Cloud computing’s rise takes a toll on HCL, Wipro growth
BENGALURU: The rise in cloud computing in the early years of this decade has started hurting the growth of some of the largest software services companies in India, as for the first time, business growth from managing technology infrastructure of customers was less than half of the overall revenue at both HCL Technologies Ltd and Wipro Ltd in the past two years.
This development portends an ominous sign for the country’s third and fourth largest software services companies and is in contrast to the performance of market leader Tata Consultancy Services Ltd (TCS), which maintains that it has not seen any cannibalization in revenue as more companies look to migrate workloads to the cloud.
India’s $167 billion software services outsourcing industry generates much of the revenue from deploying software engineers for infrastructure maintenance services, or IMS, or to write and maintain code for applications (application development and maintenance) or even offer customer support (BPO).

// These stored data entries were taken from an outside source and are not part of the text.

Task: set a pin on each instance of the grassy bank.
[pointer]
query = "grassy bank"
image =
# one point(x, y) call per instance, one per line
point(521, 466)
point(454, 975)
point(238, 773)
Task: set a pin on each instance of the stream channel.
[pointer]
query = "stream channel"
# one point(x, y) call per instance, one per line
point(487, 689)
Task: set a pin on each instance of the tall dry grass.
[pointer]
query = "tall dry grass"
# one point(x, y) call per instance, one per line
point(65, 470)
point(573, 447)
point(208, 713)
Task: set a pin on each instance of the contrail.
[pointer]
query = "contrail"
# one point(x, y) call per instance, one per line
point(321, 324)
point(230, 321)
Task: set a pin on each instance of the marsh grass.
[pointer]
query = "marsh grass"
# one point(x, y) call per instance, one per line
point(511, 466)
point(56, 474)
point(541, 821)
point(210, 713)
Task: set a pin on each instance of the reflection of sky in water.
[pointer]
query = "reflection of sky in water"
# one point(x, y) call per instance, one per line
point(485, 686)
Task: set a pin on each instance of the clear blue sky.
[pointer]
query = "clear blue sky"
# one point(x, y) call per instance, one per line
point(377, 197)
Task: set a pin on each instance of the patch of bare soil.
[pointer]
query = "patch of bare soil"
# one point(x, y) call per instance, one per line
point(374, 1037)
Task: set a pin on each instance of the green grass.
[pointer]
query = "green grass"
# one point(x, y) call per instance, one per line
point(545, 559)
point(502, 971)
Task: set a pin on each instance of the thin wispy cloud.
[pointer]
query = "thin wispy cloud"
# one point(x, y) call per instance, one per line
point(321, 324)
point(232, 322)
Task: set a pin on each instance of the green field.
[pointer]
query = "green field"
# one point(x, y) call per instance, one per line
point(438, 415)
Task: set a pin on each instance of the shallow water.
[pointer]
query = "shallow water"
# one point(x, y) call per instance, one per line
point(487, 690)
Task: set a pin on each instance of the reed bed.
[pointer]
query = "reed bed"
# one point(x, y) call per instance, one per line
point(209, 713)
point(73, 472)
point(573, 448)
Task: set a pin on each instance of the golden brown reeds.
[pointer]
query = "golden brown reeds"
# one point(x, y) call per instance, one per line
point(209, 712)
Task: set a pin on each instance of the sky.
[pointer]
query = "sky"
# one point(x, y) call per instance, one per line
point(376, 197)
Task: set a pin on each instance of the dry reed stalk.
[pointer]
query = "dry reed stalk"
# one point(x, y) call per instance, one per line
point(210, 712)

Since the turn of the century, the IMS business for most companies has grown on a par with or faster than the company’s overall growth in revenue.
Still, a bigger challenge for some companies such as HCL is that at least half of the total IMS revenue still comes from legacy work of establishing data centre business, even as most Fortune 1000 companies are looking to replace their own data centres with public cloud services.
HCL, India’s third-largest software services provider, saw its IMS business grow 10.5% between April-june 2016 and April-june 2018, less than half of the pace of its overall growth, according to an analysis by Mint.
Ditto for Wipro. The Bengaluru-based firm saw its IMS business grow 3%, against overall revenue growth of 6.4% in the same period.
“As most clients embrace cloud, we are seeing some softness in the infra business. About half of our total IMS business is data centre business,” HCL president and chief executive C Vijayakumar said in an interview last week.
Both TCS and Infosys, the No. 1 and No. 2 IT services firms, respectively, have stopped disclosing revenue from service offerings, but Mumbai-based TCS maintains that it has historically stayed away from setting up data centres and maintaining only infrastructure needs of its clients.
“If you are in the business of setting up data centres and leveraging your balance sheet, then yes, when customers move to cloud, you’ll be affected,” TCS’S chief operating officer N Ganapathy Subramaniam said earlier this month.
“As long as you are not in the capex-driven business of data centres, it is actually a huge uptick and not cannibalization,” said Subramaniam. TCS, he said, has “generally stayed away from capital-intensive data centre business and our business through this is very, very small”.